The clinical way: exploring biomedicine and public health in the Pacific

Coordinator(s)


Barbara Anne Andersen, Jessica Hardin


Session presentation

The history of colonialism in Oceania is a history of medicine: of research and extraction of biological specimens, of experimental public health governance, of the disciplining of the “native” body and the destruction of traditional healing practices. The category of traditional medicine is a creation of colonial history and knowledge production and for many, hospital medicine is considered other, a technology of “white people” and the urban elite.

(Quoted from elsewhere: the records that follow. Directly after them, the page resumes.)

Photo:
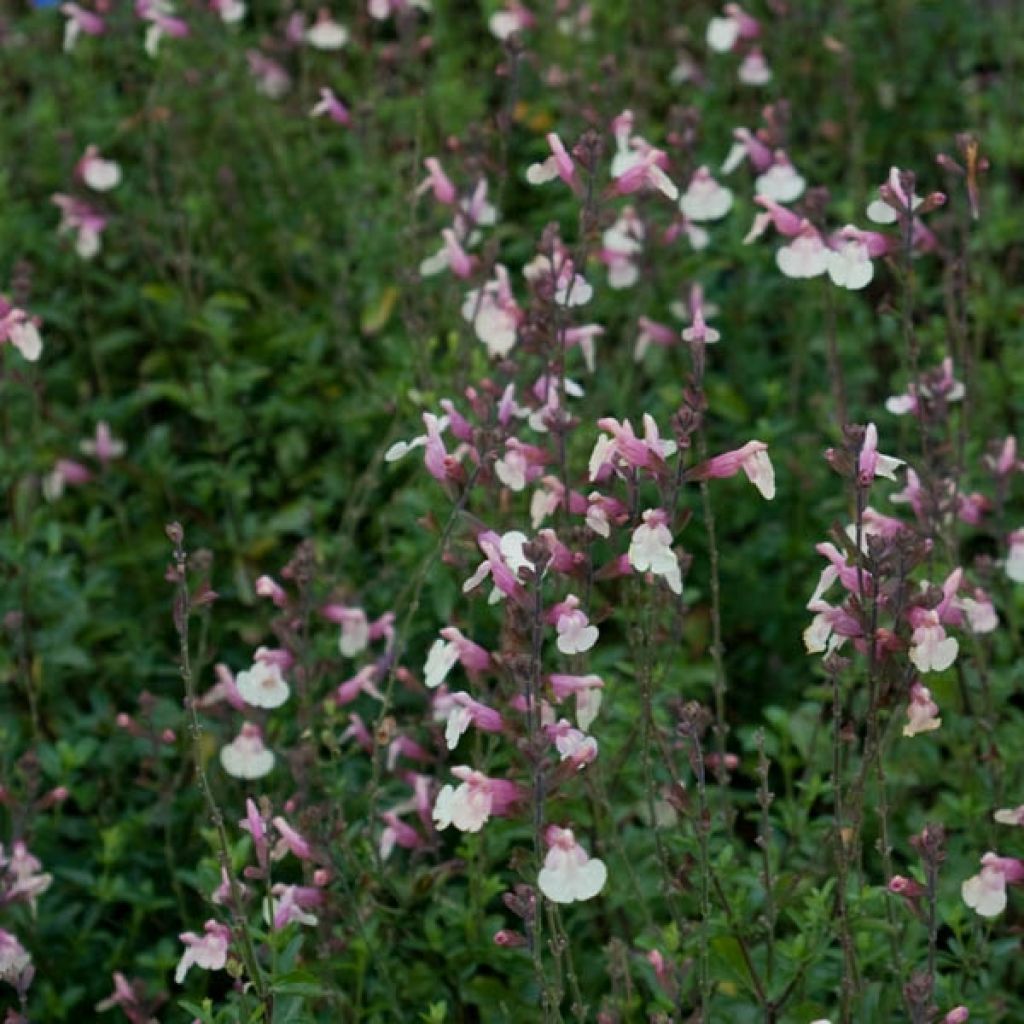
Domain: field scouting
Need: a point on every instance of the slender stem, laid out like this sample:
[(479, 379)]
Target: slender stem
[(182, 611)]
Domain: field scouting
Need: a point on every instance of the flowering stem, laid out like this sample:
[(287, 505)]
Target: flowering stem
[(182, 610)]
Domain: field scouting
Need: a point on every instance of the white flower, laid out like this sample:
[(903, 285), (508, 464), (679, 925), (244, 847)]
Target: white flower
[(722, 34), (208, 951), (440, 660), (246, 757), (327, 35), (1015, 557), (101, 175), (754, 70), (931, 649), (986, 892), (568, 875), (650, 551), (263, 685), (576, 635), (705, 199), (806, 256), (780, 182), (850, 265)]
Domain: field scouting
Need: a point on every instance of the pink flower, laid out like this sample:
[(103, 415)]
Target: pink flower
[(705, 199), (466, 712), (470, 805), (576, 635), (20, 330), (95, 172), (558, 165), (290, 842), (437, 182), (807, 256), (326, 33), (871, 463), (572, 744), (510, 22), (15, 964), (365, 681), (271, 79), (254, 824), (291, 904), (80, 22), (103, 446), (986, 892), (922, 712), (569, 875), (246, 757), (650, 550), (752, 459), (330, 105), (263, 685), (162, 23), (208, 951), (23, 882), (66, 472)]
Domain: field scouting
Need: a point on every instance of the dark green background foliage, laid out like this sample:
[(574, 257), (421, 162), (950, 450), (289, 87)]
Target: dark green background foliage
[(256, 331)]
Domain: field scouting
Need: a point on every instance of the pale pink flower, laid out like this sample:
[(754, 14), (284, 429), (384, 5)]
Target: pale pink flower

The clinic is a space where social relationships and knowledges are negotiated by Pacific peoples and their interlocutors. In the clinic, individual futures are imagined while narratives of familial and national health are shaped. The panel will explore clinics, hospitals, and other everyday engagements with biomedicine, as spaces where the politics of aid, knowledge, humanitarianism, and development unfold. This includes interactions between nurses, patients, healers, physicians, and bureaucrats in the objectification of health, illness, and wellness. While global health supra-organizations define health agendas for the region, this panel explores the priorities of Pacific peoples through an investigation of the clinic.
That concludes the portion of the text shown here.